Like millions of Americans, this past week I was sitting on my couch, drinking a cold beer, watching Game 1 of the World Series – professional baseball’s hallowed championship. Suddenly the satellite feed went out, the screen went dark. Naturally, as FOX Sports scrambled to get their live feed fixed, many of my fellow Americans took to twitter to speculate as to what had caused the outage. I was, sadly, unsurprised to see that the most common joke people were making was that China must have hacked the World Series.
On the one hand, it is understandable given the barrage of propaganda about Chinese hackers as a threat to corporate and national security; seemingly every week there is a new news item highlighting the great red cyber-menace. On the other hand, it is a perfect illustration of the hypocrisy and ignorant arrogance of Americans who, despite being citizens of unquestionably the most aggressive nation when it comes to both cyber espionage and surveillance, see fit to cast China as the real villain. It is a testament to the power of both propaganda and imperial triumphalism that a proposition so disconnected from reality, and bordering on Orwellian Doublethink, is not only accepted, but is ipso facto true.
But there is a deeper political and sociological phenomenon at play here, one that begs further exploration. How is it that despite all the revelations of Edward Snowden regarding US intelligence and military snooping capabilities across the globe, Americans still cannot accept the culpability of their own government and corporate interests – the two work hand in hand – in global cyber-espionage? Even if they explicitly or implicitly know about the NSA, CIA, DIA, and Pentagon programs (among many others), their instinctive reaction is to blame China. Why? The answer lies in the complexity and effectiveness of the anti-China propaganda.
In his landmark book Public Opinion, the renowned writer, commentator, and theoretician of propaganda, Walter Lipmann, defined the term “stereotype” in the modern psychological sense as a “distorted picture or image in a person’s mind, not based on personal experience, but derived culturally.” In other words, the stereotype is an image in our mind’s eye, one that is constructed by outside forces; it is information filtered through a particular societal or cultural framework that then creates a picture of how something is to be understood. Lipmann went further, noting that carefully constructed propaganda could be used to shape stereotypes, thereby allowing the powers that be the ability to construct and manipulate information and narratives.

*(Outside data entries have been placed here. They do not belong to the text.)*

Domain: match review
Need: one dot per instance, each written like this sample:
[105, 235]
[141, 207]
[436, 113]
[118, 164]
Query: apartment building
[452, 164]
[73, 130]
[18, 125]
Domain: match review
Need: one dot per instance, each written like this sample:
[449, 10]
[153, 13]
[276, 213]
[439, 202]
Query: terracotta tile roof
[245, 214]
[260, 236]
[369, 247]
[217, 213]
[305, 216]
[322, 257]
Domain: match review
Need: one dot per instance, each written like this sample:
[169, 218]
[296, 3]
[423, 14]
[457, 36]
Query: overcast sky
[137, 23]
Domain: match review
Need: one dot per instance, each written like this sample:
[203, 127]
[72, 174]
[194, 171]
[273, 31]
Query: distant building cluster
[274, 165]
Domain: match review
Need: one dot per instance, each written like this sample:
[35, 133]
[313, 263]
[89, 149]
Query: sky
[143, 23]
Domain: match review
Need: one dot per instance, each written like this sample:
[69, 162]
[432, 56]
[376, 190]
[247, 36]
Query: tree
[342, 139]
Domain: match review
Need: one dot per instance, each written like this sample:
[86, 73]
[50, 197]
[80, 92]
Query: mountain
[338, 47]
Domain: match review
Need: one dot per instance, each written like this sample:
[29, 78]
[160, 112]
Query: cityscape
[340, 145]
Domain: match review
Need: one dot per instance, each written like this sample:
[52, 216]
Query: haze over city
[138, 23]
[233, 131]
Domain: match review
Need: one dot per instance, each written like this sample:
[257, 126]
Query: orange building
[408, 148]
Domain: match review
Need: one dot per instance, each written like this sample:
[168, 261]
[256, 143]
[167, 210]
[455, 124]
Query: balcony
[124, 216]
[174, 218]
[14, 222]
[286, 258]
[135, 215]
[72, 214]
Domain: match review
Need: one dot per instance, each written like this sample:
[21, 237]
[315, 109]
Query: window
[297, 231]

And this is precisely the phenomenon at work here. By repeating it endlessly, the US political and corporate media establishment have successfully convinced Americans that China is the real threat when it comes to cyberspace, playing on the stereotype of Chinese people in general, and the People’s Republic of China specifically. But, I would argue something far different: rather than seeing China as a threat, perhaps Americans, and westerners generally, should shine a light on what their own countries are doing, thereby gaining a broader perspective on the issue. For China’s moves in this field pale in comparison to those of the US, and are clearly a response to them.